Sins of SQL: The Time Table

  • Besides the many issues raised about this approach, another issue not addressed by this approach is auditing. The Time dim (the most important dimension, IMO) is dynamic. It's members are ephemeral and only created on the fly. There's nothing to audit.

    Auditing is less important when using when using a simple "textbook" example like the one chosen. OTOH, real-world Time dims can be much more robust and will take time to create, audit, and maintain.

    IMO, this is an example of a nice theoretical discussion of what you CAN do but probably should NOT do.

    Regards,

    Dan.

    One star.

  • I agree, in theory the concept is interesting but in practice, it's well... impractical in my opinion. Simple SSIS lookup operations etc. work really well with dimensions, especially small ones.

    I have read the same kind of arguments here a while ago: http://forum.kimballgroup.com/dimensional-modeling-and-data-architecture-f6/eliminate-date-dimension-surrogate-key-t334.htm

    While it was an interesting read, I think these dimensions are very valuable nonetheless. I can easily ask what activity happened between hours etc. for all mondays etc. and use indexes while doing it. I know in Oracle for example you can index on a function but still...

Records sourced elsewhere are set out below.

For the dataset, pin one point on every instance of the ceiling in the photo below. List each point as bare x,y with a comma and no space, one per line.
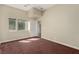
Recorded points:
27,7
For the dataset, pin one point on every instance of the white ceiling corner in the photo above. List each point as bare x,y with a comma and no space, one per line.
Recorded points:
29,6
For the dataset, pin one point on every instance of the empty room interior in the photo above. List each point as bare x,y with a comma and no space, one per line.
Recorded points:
39,28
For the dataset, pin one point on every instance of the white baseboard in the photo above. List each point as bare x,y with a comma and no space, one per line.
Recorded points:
62,43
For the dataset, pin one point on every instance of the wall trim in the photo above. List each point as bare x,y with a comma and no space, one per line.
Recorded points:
65,44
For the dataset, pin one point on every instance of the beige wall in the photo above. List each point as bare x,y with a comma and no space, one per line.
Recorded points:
5,13
61,24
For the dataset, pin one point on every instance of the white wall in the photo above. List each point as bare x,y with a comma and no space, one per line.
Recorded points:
5,13
61,24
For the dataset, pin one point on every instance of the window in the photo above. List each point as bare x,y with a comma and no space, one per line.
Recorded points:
15,25
12,24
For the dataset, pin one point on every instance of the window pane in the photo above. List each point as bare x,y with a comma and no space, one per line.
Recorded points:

    Anyways, I think there are arguments for and against. But I think that providing both is a good thing. I can't really imagine somebody would put a date dimension and time dimension key in a fact without the datetime itself so having all of them kinda covers most scenarios I can imagine.

  • Yes CTEs have their role but I'm wondering if it's a replacement in an highly optimized star schema warehousing solution.

    On the plus side, the date format in the CTE function can take any number of formats -- a wonderful feature for ETL applications. I use this method in almost all ETL code.

  • For day-specific values I have for years helped clients refactor their report queries to completely eliminate the need for a time table altogether. Properly formated integers can be used to allow very fast date manipulations/filtering without the need for joining to the time dimension, leading to tremendous speed improvements.

    Best,
    Kevin G. Boles
    SQL Server Consultant
    SQL MVP 2007-2012
    TheSQLGuru on googles mail service

  • I am of the same thinking as others on this one. I think I would use the numbers table, or a calendar table in lieu of the cte approach. In my experiences, the calendar table outperformed the recursive CTE on a consistent basis.

    Jason...AKA CirqueDeSQLeil
    _______________________________________________
    I have given a name to my pain...MCM SQL Server, MVP
    SQL RNNR
    Posting Performance Based Questions - Gail Shaw[/url]
    Learn Extended Events

  • Hi,

    I'm sure nobody denies this. But when dealing with inexperienced users or when you need to describe things further than by just providing a strict hour or day measure, you might need a dimension nonetheless. Note that you can have both so that your surrogate key is intelligent but can also be used to lookup descriptive values in your date/time dimensions. This way you accomodate both needs I think 🙂

  • Martin Mason (6/1/2010)


    I couldn't disagree with an article more. The author should read Chapter 2 of Kimball's The Data Warehouse Toolkit for a proper way to handle dates and times in a dimensional model. If I could give zero stars, I would.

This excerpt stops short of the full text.